5. Use stat_summary to examine mean dew point by region with standard deviation error bars

  • Use stat_summary with appropriate functions for mean and standard deviation
  • Add error bars using another layer of stat_summary with geom = "errorbar"
  • Use coord_flip
  • Add labels and a title
  • Summarize below

Summary:

6. Smooth Regression with GAMs

Let’s practice running regression models with smooth functions on X. We use the statsmodels OLS for linear models and pygam package and LinearGAM function to do this.

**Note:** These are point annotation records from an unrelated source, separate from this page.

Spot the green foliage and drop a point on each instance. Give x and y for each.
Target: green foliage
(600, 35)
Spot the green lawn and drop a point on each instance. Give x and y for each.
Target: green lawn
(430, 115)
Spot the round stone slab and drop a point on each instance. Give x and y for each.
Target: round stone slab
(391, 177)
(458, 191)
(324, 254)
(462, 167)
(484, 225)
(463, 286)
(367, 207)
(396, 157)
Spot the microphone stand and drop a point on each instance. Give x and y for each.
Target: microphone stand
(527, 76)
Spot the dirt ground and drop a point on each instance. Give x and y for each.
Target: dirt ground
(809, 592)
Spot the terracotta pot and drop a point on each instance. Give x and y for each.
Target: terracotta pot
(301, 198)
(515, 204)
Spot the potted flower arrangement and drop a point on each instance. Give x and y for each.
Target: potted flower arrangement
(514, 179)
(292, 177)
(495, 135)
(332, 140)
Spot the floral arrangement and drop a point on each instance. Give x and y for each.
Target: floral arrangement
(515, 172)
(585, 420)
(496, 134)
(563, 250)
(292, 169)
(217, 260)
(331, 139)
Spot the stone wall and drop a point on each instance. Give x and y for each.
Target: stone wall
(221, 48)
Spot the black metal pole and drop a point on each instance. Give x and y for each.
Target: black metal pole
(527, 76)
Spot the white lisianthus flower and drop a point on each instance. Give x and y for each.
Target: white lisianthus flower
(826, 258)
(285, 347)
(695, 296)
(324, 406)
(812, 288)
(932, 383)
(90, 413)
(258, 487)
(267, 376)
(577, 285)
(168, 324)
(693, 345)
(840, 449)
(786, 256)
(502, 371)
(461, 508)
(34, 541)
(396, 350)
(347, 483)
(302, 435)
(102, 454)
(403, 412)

  • Use the subsetted data. First remove NaN before fitting
  • Fit both a linear model with sm.OLS and a spline model (use LinearGAM() with s() for a smooth term on wind_sp and temp).
  • For the spline model try n_splines = 20
  • Summarize and plot the results from the models.
  • Now fit linear model with sm.OLS

Summary:

  • Report adjusted R2
  • Are the beta coefficients for wind speed and temperature significant?

Summary:

  • Report pseudo R2, how does it compare to the linear model R2?
  • What are the EDoF for wind speed and temp?
  • Are the smooths for wind speed and temperature significant?

Summary:

  • Visual inspection of the fitted curves
  • Does the smooth term capture meaningful non-linearity?